If 2022, in the cyber security industry, could be summed up in one word, it would be ‘cyber attacks’. There have been serious attacks on India’s critical infrastructure, from the energy sector to attacks Beat BFSI. Recent attacks such as: AIIMS, Tata Power ransomware attack teach us only one thing: cybercriminals will spend 2023 constantly adjusting their methods of operation more professionally. Only better-armed security teams and crime-fighting lawmakers will finally push the tyrannical ransomware actors into the fold and revamp their playbook.
For the weakest link in any security chain – it is the people. The growing complexity of social engineering scams, with their proven track record of exploiting people will continue in 2023 as fraudsters incorporate new technologies such as deepfakes into their plans to put the odds in their favor.
By 2023, the light will be gone from the metaverse and non-fungible tokens (NFTs), but the blockchain that powers them will be a safe haven for attackers who want to operate without verification. Public trust in open-source software is still up in the air, as we predict that more attackers will rush to cash in on open-source vulnerabilities that have plagued the site, leaving developers in a tizzy. Likewise, the vulnerabilities that rocked the cybersecurity industry, such as Log4Shell, may have occurred in the recent past, but still cast a long shadow over lawmakers and businesses concerned about future open-source issues. Malicious actors will cope with the uncertainty in this period by hunting down and old, but reliable pain points, rather than taking big risks that promise bigger payouts. They will review outdated protocols and equipment that the enterprise should rightly see as dead weight long ago and implement them as live attacks.
After that, some enterprises will see the writing on the wall and make the long-overdue shift to a more integrated cybersecurity strategy. Therefore, another emerging trend that the industry will witness in 2023 is the increase in the need for a unified cyber security platform among organizations whose needs now require expanding visibility over their growing assets spread across different environments, networks, and operating systems.

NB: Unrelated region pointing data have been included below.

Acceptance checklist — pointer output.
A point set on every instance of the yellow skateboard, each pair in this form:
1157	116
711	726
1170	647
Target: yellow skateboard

Furthermore, the growing IT infrastructure and ever-changing threat landscape require enterprises to find ways to implement attack risk management as an ongoing process.

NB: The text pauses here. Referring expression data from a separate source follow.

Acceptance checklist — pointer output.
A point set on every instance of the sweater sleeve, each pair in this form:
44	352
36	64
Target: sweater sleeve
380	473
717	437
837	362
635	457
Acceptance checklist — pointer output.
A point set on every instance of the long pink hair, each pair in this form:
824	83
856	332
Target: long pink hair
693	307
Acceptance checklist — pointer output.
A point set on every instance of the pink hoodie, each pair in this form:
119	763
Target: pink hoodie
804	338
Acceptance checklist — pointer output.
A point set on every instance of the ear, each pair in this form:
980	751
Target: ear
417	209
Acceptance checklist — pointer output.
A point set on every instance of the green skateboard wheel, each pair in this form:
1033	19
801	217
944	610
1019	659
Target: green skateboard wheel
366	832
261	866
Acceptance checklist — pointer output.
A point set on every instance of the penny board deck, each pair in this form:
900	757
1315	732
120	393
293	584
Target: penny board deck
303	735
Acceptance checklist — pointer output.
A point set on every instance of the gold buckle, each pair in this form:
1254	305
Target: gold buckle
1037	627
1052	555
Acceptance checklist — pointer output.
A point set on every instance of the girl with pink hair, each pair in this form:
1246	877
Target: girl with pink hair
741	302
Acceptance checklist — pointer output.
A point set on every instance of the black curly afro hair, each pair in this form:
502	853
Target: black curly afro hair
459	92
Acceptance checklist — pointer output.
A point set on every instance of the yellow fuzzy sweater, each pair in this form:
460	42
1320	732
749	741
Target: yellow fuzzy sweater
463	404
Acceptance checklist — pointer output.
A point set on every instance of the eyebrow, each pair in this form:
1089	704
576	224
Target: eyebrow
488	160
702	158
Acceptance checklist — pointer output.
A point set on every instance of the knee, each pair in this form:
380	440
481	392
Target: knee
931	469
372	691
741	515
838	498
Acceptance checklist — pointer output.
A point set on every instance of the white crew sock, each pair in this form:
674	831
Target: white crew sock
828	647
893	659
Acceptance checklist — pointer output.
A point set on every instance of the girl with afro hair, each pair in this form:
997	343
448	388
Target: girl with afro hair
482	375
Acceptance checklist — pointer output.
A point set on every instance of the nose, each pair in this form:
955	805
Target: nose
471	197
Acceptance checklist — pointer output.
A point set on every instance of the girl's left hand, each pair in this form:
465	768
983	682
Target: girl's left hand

The reality of cloud migration, remote work, software development, and increased attack surfaces are sure to test the resilience and readiness of security teams in 2023. Staying ahead of the evolving threats that will emerge in the coming years requires organizations to have. A multi-layered national defense plan, supported by mitigation measures such as:
- Training your workforce to spot security red flags can make all the difference in sidestepping potentially catastrophic threats.

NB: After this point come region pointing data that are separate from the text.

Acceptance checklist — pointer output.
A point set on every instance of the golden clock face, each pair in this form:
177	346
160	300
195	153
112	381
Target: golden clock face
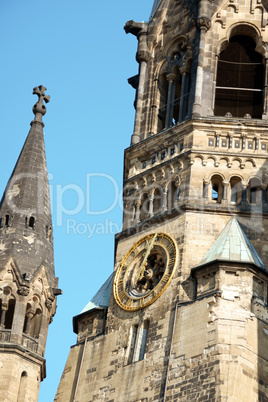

- Enterprises should increase transparency by using a comprehensive security platform that monitors all attack surfaces. This will not only improve the company’s ability to catch suspicious activity across their network, but it will also reduce the burden on their security teams and maintain the integrity of defenders.
- Increasing visibility into the cloud is equally essential for organizations if they are to cut through the chaos of managing the many cloud services they use.
Disclaimer: The views expressed in the above article are those of the author and do not necessarily represent or reflect the views of this publication. Unless otherwise noted, the author is writing in his own capacity. They are not intended to and should not be thought to represent the ideas, attitudes or policies of any organization or institution.